GAIDA Festival: Klaipeda Chamber Orchestra

The festival has been going a mile a minute over the weekend, with two concerts every night. Due to a combination of sleep deprivation and choice of repertoire I have avoided writing a blog till today. The repertoire choices have been stunning, but it has mostly consisted of French, Italian, and American music. Ultimately I don't want this blog to sound like 'Lithuania is great, they play Italian music'.

But to fly through those concerts, firstly was Ensemble 2E2M with a concert of Francesco Filidei, Michael Levinas, and Philippe Hurel. The pieces were very strong throughout, getting the chance to hear Levinas's music live is a wonderful experience, the powerful gestures combined with some wackier techniques makes for a wonderful performance. Philippe Hurel's Pour Luigi is a fun piece, but loses the drive quite quickly. Which is a shame because when he is good its wonderful, his work Flashback is just a wonder to behold. Francesco Filidei once again was the star of the concert, I was particularly touched by his Finito Ogni Gesto the combination of musical colour and  descent was simple but powerfully refined.

From there came Repertorio Zero from Italy, their concert was just powerful, and the 15 year old inside me was jumping for joy throughout. What made their concert quite so affecting was the process in how they performed it. They almost completely did a way with the 'classical' model, and just played a set, which was juxtaposed with electronic interludes while the musicians prepared for the next piece. Fausto Romitelli's Professor Bad Trip, is just a remarkable experience. The shifts into distortion which then subside into wonderful clarity was just astounding. The other highlight in the concert was Riccardo Nova's Yage Howl which the composer dedicated to Fausto Romitelli. The complex tunings and colours was just mystifying.

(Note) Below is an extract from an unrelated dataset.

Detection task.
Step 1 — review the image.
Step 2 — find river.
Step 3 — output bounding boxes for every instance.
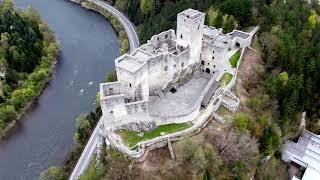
[0,0,119,180]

The next major highlight for me was last night's performance by the Klaipeda Chamber Orchestra. The concert consisted of four works for the orchestra, Kaija Saariaho's Nymphea reflection, David Lang's Pierced for cello, piano, percussion, and strings, Ricardas Kabelis Bloe LT, and Egidija Medeksaite's Akasha. The two works by Lithuanian composers were world premieres.

The concert started with Egidija Medeksaite's Akasha. The work is inspired by Swami Vivekananda's books Raja-Yoga and Patanjali's Yoga Aphorisms. In short, Akasha is one of the two materials that creates the whole universe, it is the essence which brings form, everything then comes from Akasha and returns to Akasha. The work started with faint whispers while the string bowed their tail pieces. Slowly from the whispers pitches began to appear, and from there a richer sound grew which then fluctuated to bigger gestures. Structurally the piece worked, and the extended techniques fitted, but where was the essence that made Egidija Medeksaite sound like Egidija Medeskaite? All the gestures have been used in many other circumstances including Helmut Lachenmann's Tocattina for solo violin, Kaija Saariaho's Nymphea, and to a lesser extent Ligeti's Lontano. Listening to Akasha I couldn't escape the similarities these bigger figures. Beyond that, there was a lot of naivety in the work, gestures felt predictable and harmonies were rich but harmonies that have been heard before. As she continues to develop and mature Egidija Medeksaite has the potential to become a very potent composer. But, particularly when a composer is attempting to delve into new territories, a composer needs to know everything around them. Without that, she runs the risk of constantly sounding like a pale comparison.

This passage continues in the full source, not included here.